Mon, Feb 16, 2009 - Page 8 News List

Taiwanese are not Chinese sheep

By Jerome Keating

International pundits chomping at the bit for something provokingly sensational to declare in past years have said that the 21st century would be China’s century. Power-hungry Chinese searching for the wish fulfillment of their dreams will champion this slogan. And even average Chinese long-suffering from their own self-inflicted humiliations will hopefully proclaim that yes, this is their century.

But it isn’t. In an age of global interdependence and instant news messaging, the 21st century belongs to no one, let alone the dreamers of China and their Taiwanese counterparts.

China will certainly self-destruct before it can claim a century. It is in their blood; it is in their upbringing, it is in their culture. They remain a nation of indoctrinated slaves, indoctrinated sheep. In the end, they will remain children of Bo Yang’s (柏楊) soy paste vat mentality mired in stagnant beliefs imposed by hierarchical paradigms.

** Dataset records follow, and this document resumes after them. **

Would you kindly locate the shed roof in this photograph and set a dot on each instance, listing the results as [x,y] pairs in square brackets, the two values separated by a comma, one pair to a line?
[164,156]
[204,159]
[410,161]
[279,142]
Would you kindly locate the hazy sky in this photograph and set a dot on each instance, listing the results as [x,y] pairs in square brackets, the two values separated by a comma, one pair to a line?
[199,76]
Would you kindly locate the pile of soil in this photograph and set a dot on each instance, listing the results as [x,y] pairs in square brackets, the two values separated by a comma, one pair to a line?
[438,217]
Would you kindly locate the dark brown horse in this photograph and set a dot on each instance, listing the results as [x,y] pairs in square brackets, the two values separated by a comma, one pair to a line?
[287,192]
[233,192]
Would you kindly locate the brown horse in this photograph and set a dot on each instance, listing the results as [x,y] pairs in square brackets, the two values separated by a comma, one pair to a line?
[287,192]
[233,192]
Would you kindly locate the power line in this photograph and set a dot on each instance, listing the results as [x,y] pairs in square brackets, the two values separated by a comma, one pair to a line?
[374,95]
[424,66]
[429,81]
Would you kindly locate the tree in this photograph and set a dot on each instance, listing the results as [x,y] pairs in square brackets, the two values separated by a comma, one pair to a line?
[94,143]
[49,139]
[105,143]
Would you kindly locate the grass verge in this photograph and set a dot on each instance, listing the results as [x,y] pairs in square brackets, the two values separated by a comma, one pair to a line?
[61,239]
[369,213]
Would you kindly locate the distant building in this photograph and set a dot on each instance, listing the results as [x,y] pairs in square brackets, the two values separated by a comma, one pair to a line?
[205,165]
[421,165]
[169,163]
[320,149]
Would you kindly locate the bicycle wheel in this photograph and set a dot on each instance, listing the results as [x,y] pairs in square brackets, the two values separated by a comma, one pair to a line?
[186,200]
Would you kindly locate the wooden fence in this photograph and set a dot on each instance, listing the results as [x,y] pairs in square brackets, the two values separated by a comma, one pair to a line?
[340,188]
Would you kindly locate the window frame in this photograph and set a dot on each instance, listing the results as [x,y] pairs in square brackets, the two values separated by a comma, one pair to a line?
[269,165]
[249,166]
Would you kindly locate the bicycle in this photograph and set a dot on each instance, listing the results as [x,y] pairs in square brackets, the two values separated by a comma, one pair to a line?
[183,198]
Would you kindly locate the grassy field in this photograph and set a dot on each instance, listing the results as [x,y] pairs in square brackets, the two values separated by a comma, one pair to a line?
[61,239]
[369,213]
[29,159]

Just when they have a chance at redemption, the soy paste vat mentality will do them in.

What Lu Xun (魯迅) said nearly a century ago still proves true. Chinese history can be divided into two ages: “the age when the Chinese people wanted to be enslaved but couldn’t and the age when they were enslaved.” Which one they are in now, I leave for you to decide.

A half-century later, Bo Ren (伯仁) wrote to Bo Yang, “The Chinese people have never been able to think of themselves as the masters of China and hence have always acted like slaves. The message hidden in the soy paste vat tells them: China belongs to the emperor, the generals, the ministers, the heroes and the warriors; the common people are destined to be slaves.”

The only change that need be made in Bo Ren’s lines is to substitute the words Politburo Standing Committee (PSC) for emperor.

How do the slave mentality and soy paste vat combine to work together? Begin with a non-transparent, unquestioned government, then add the role of national face that both feeds on and feeds off of the slave mentality and thus perpetuates it. This recently played out in China’s hosting of the Olympics. China spent US$43 billion on the Olympics. Was it worth it? The rulers of China will say that it was and the people will accept this willingly. Then in Orwellian fashion the PSC will claim that it was they and only they that gave the nation face.

It is estimated that London will spend some US$12 billion on the 2012 Olympics. How can the British aim to spend some US$30 billion less than China? Does the UK have less face than China? Or is there something more beneath the surface?

Forty-three billion dollars is a hefty price tag for face, especially when an individual’s life is so cheap in China. If this is China’s century, why then does it need to buy face at US$43 billion? Do the people of China accept this price tag? Of course they do; they have been indoctrinated to accept it.

Take a different perspective. Some 70,000 people died in poorly constructed homes and schools in last year’s Sichuan earthquakes. The average family that lost children in such schools received approximately US$9,000. Is this a just compensation package in a country that can spend US$43 billion on face?

In a society that enforces a one-child policy, what satisfaction does US$9,000 bring when the family’s dream and pride is buried in crumbled ruins of construction that some politician got rich from?